Opinion
2013-02604, 2013-02605, 2013-02606, 2013-07867
08-26-2015
Helfand & Helfand, New York, N.Y. (Andrew B. Helfand and Jacob Ginsburg of counsel), for appellant. Berkman, Henoch, Peterson, Peddy & Fenchel, P.C., Garden City, N.Y. (Bruce J. Bergman, Alan J. Waintraub, Nicole L. Milone, and Todd Steckler of counsel), for respondent.
Helfand & Helfand, New York, N.Y. (Andrew B. Helfand and Jacob Ginsburg of counsel), for appellant.
Berkman, Henoch, Peterson, Peddy & Fenchel, P.C., Garden City, N.Y. (Bruce J. Bergman, Alan J. Waintraub, Nicole L. Milone, and Todd Steckler of counsel), for respondent.
Opinion In an action to foreclose a mortgage, the defendant Wachovia Bank National Association appeals (1), as limited by its brief, from so much of an order of the Supreme Court, Dutchess County (Rosa, J.), dated January 14, 2013, as granted those branches of the plaintiff's motion which were for summary judgment on the complaint insofar as asserted against it and for an order of reference, and denied its cross motion to vacate its default in answering and pursuant to CPLR 3012(d) to compel the plaintiff to accept its late answer and counterclaims, (2) from an order of reference of the same court, also dated January 14, 2013, (3) from an amended order of reference of the same court dated February 5, 2013, and (4) from a judgment of foreclosure and sale of the same court dated July 10, 2013.
ORDERED that the appeals from the orders are dismissed; and it is further, ORDERED that the judgment of foreclosure and sale is affirmed; and it is further,
ORDERED that the plaintiff is awarded one bill of costs.

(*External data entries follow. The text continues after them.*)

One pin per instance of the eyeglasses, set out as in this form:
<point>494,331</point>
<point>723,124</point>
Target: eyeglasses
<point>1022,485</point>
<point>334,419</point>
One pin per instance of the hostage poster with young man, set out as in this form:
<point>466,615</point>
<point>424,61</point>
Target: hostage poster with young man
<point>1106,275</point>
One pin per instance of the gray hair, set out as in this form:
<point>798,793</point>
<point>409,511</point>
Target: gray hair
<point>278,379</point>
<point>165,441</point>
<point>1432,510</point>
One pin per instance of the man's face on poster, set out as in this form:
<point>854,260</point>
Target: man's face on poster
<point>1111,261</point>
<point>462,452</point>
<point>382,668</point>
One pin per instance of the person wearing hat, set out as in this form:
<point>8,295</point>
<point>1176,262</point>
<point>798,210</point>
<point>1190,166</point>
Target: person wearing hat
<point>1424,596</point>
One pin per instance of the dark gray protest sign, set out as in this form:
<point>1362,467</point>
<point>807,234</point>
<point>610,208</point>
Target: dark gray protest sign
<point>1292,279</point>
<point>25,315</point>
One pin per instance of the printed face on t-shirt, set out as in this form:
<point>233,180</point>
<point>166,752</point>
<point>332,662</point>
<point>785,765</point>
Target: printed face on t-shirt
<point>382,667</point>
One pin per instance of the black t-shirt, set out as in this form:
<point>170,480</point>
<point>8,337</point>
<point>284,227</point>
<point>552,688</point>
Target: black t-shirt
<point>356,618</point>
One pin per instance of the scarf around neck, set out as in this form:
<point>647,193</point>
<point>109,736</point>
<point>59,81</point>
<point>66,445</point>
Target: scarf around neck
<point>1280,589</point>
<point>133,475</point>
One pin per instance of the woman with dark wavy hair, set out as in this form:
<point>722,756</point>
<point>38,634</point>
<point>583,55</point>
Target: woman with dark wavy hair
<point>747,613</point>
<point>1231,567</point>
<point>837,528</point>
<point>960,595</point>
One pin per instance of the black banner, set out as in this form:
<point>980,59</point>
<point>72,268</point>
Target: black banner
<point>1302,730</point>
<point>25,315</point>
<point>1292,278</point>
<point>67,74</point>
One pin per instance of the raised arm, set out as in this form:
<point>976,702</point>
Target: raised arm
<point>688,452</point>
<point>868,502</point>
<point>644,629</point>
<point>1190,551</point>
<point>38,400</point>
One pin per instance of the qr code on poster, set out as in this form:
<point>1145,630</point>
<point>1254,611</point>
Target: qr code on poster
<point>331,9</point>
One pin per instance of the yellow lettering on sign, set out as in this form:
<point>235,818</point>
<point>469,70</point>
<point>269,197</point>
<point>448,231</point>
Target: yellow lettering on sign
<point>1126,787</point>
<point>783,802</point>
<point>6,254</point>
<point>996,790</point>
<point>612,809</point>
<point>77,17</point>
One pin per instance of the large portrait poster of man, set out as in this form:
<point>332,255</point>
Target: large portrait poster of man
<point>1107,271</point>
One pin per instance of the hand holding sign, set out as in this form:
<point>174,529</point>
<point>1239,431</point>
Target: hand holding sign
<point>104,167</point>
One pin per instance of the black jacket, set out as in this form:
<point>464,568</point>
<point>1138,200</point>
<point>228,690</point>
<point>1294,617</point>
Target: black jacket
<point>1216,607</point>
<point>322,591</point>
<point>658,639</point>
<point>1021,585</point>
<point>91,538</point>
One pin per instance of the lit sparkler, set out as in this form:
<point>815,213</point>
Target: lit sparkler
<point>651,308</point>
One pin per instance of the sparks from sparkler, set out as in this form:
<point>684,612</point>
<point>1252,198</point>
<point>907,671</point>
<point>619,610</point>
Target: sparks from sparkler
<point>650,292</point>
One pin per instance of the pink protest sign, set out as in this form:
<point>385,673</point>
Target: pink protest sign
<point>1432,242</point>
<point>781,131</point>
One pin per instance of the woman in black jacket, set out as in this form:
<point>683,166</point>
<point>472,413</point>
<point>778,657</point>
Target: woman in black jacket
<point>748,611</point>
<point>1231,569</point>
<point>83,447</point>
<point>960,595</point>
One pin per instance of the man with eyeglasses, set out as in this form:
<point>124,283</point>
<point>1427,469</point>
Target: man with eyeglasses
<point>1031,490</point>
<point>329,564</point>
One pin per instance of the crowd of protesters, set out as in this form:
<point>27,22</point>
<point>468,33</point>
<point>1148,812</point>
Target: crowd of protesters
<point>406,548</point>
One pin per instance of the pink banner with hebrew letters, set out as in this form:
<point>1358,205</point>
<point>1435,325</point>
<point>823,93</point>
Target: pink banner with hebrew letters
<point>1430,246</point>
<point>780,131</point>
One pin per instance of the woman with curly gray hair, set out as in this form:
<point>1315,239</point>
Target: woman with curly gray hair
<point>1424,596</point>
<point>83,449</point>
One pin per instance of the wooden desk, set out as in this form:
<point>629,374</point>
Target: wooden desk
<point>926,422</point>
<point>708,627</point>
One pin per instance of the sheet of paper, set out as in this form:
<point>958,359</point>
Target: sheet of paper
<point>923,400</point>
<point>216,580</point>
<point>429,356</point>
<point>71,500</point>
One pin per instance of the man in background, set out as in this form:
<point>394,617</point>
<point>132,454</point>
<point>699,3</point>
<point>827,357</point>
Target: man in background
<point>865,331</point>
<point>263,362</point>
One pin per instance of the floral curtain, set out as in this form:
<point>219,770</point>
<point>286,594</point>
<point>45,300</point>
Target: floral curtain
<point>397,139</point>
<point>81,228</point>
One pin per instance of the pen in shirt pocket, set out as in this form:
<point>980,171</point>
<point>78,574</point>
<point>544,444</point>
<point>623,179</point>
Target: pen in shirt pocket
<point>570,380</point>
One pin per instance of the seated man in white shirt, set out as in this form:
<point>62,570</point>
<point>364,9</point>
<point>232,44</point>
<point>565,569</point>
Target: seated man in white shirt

The appeals from the intermediate orders must be dismissed, as the right of direct appeal therefrom terminated with the entry of the judgment of foreclosure and sale in the action (see Matter of Aho, 39 N.Y.2d 241, 383 N.Y.S.2d 285, 347 N.E.2d 647 ). The issues raised on the appeals from the orders are brought up for review and have been considered on the appeal from the judgment (see CPLR 5501[a][1] ; Greenpoint Mtge. Funding, Inc. v. Odums, 113 A.D.3d 818, 978 N.Y.S.2d 910 ).
“A defendant seeking to vacate a default in answering a complaint and to compel the plaintiff to accept an untimely answer as timely must show both a reasonable excuse for the default and the existence of a potentially meritorious defense” (HSBC Bank USA, N.A. v. Rotimi, 121 A.D.3d 855, 855, 995 N.Y.S.2d 81 ).
Here, the Supreme Court properly exercised its discretion in denying the appellant's cross motion to vacate its default in answering and to compel the plaintiff to accept its late answer and counterclaims. Regardless of whether the appellant established a reasonable excuse for its default, it failed to demonstrate the existence of a potentially meritorious defense to the action (see Beneficial Homeowner Serv. Corp. v. Charles, 95 A.D.3d 1049, 943 N.Y.S.2d 904 ; Moriano v. Provident N.Y. Bancorp, 71 A.D.3d 747, 899 N.Y.S.2d 246 ). The arguments proffered by the appellant for the first time in reply to the plaintiff's opposition to the appellant's cross motion were not properly before the Supreme Court (see Parkin v. Ederer, 27 A.D.3d 633, 810 N.Y.S.2d 901 ).
The parties' remaining contentions are without merit or have been rendered academic in light of our determination.
BALKIN, J.P., HALL, AUSTIN and SGROI, JJ., concur.